[feature request] ECC for SPI transfer

timschneider

The current SPI Protocol Implementation is already acounting some transfer errors and will retry up to Settings.MaxSpiRetries.
The retry mechanis can fail without any retry e.g. for bit errors in the transfer on several positions in the header or data transfer.
Moreover in a noisy environment the transfer can fail for a single bit error in every transfer for more than Settings.MaxSpiRetries.

The code is quite complex.

ExchangeHeader()
https://github.com/Duet3D/DuetSoftwareFramework/blob/079e0158c757f86d954902e409eb3c89fc7e8197/src/DuetControlServer/SPI/DataTransfer.cs#L1385

ExchangeData()
https://github.com/Duet3D/DuetSoftwareFramework/blob/079e0158c757f86d954902e409eb3c89fc7e8197/src/DuetControlServer/SPI/DataTransfer.cs#L1567C14-L1567C14

In order to make the SPI transfer more robust I propose to implement some sort of Error Correction Code (ECC).

For example a simple Hamming code, this provides single-bit error correction and 2-bit error detection.

In order not to loose speed, ECC should be enabled in every header and by default not be enabled in data exchange (CRC is ok).
If the CRC is wrong for the first time, both ends fallback to ECC even in the data transfer.*

@chrishamm can tell if speed is a problem in the SPI transfer, if not, ECC should be enabled in every transfer but this may interfere with the use of DMA.
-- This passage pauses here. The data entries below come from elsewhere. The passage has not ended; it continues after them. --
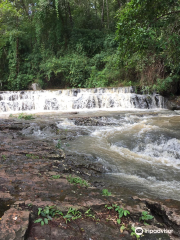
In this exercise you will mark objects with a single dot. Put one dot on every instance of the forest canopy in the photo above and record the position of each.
(84, 43)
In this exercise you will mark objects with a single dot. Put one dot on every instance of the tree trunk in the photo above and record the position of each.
(70, 16)
(102, 14)
(107, 13)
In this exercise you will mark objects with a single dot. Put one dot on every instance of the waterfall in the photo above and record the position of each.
(81, 98)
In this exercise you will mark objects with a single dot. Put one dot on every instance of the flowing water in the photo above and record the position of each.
(138, 141)
(140, 151)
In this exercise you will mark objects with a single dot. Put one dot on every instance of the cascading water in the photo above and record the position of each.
(137, 144)
(68, 100)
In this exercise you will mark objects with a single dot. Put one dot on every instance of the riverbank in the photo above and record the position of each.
(34, 174)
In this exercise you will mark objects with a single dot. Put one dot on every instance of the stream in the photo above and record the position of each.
(140, 150)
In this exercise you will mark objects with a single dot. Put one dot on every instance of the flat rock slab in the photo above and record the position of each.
(14, 224)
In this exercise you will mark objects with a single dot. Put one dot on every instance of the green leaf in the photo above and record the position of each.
(118, 221)
(38, 220)
(39, 210)
(45, 220)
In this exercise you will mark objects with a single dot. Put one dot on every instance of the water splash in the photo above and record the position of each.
(71, 99)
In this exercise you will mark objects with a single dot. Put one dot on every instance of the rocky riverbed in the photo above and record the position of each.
(35, 173)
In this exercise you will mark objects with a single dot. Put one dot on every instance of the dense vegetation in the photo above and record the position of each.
(84, 43)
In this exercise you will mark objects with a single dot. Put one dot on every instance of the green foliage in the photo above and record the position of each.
(77, 180)
(148, 39)
(59, 144)
(121, 212)
(3, 157)
(105, 192)
(89, 214)
(133, 233)
(145, 216)
(72, 214)
(47, 213)
(56, 176)
(32, 156)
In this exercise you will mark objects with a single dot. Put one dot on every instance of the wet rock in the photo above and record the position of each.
(168, 216)
(14, 225)
(173, 104)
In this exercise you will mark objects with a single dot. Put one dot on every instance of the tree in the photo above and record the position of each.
(148, 33)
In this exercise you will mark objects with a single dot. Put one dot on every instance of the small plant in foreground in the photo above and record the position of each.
(88, 214)
(105, 192)
(3, 157)
(77, 180)
(32, 156)
(56, 176)
(58, 144)
(47, 213)
(145, 216)
(72, 214)
(133, 233)
(122, 212)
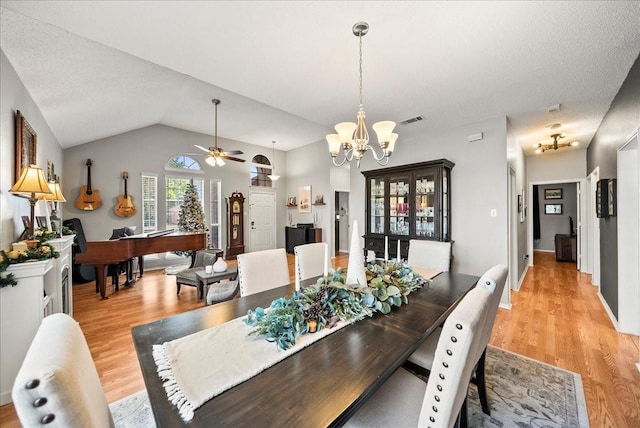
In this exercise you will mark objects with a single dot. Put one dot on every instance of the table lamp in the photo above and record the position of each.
(33, 184)
(55, 197)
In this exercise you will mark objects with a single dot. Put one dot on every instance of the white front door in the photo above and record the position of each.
(262, 221)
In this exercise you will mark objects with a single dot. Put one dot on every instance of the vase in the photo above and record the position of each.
(220, 265)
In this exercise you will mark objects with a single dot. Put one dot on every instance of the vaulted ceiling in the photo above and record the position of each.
(288, 71)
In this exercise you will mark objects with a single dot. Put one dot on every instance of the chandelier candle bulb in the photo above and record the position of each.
(386, 248)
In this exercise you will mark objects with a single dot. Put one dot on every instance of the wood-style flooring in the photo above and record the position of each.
(556, 317)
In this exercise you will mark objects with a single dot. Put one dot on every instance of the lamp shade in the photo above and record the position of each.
(56, 193)
(31, 182)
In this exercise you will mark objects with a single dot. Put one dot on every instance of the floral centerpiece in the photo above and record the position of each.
(42, 251)
(331, 300)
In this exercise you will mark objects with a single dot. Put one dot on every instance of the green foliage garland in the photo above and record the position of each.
(42, 251)
(388, 285)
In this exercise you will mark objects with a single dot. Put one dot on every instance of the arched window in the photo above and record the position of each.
(182, 163)
(260, 168)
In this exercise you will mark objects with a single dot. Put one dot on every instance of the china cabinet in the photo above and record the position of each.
(407, 202)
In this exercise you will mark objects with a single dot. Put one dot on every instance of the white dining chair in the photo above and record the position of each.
(422, 359)
(404, 400)
(311, 259)
(58, 383)
(429, 254)
(262, 270)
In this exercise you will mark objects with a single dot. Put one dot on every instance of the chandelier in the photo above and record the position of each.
(541, 148)
(353, 138)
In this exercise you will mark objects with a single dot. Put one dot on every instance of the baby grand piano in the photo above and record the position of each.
(103, 253)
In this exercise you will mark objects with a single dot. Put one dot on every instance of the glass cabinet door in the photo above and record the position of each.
(426, 205)
(376, 210)
(399, 188)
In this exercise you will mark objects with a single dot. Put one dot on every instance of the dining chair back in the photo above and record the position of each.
(311, 259)
(404, 400)
(429, 254)
(262, 270)
(58, 383)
The Background: I often run printjobs for more than a few days, but it is very likly that the SPI will reset mid print for that long period of time in sbc setup. I do not have this kind of failure in standalone mode - I can run duet in standalone for month without any error - this is not the case in sbc mode.

For reference:
https://forum.duet3d.com/topic/34460/multiple-print-failures/15?_=1704373031244
https://forum.duet3d.com/topic/34315/rff-3-5-0-rc1-spi-reset-mid-print

chrishamm

@timschneider I don't really see why the retry mechanisms can fail without any retry. I did extensive tests with all sorts of different transfer errors that could be caused by RRF or DSF, and I can say that the CRC-based error detection/recovery worked well when I did. Also note that we have several SBC customers that have been printing 24/7 for months without any problems, so your report really sounds like an issue specific to your setup. I do remember SPI communication issues with a RockPi that I did not see with a RaspPi, so comparing the two might be worthwhile as well.

ECC may help in your scenario but implementing and testing it sufficiently doesn't seem like a quick change to me. Also, there are several more urgent things I need to take care of at this point, but of course I'd be happy to accept a PR if you fancy implementing and testing it yourself

timschneider

@chrishamm
I'll check the raspberry vs rockpi hint. And maybe you are right, my crashes are not related to the SPI bus - I'll check that.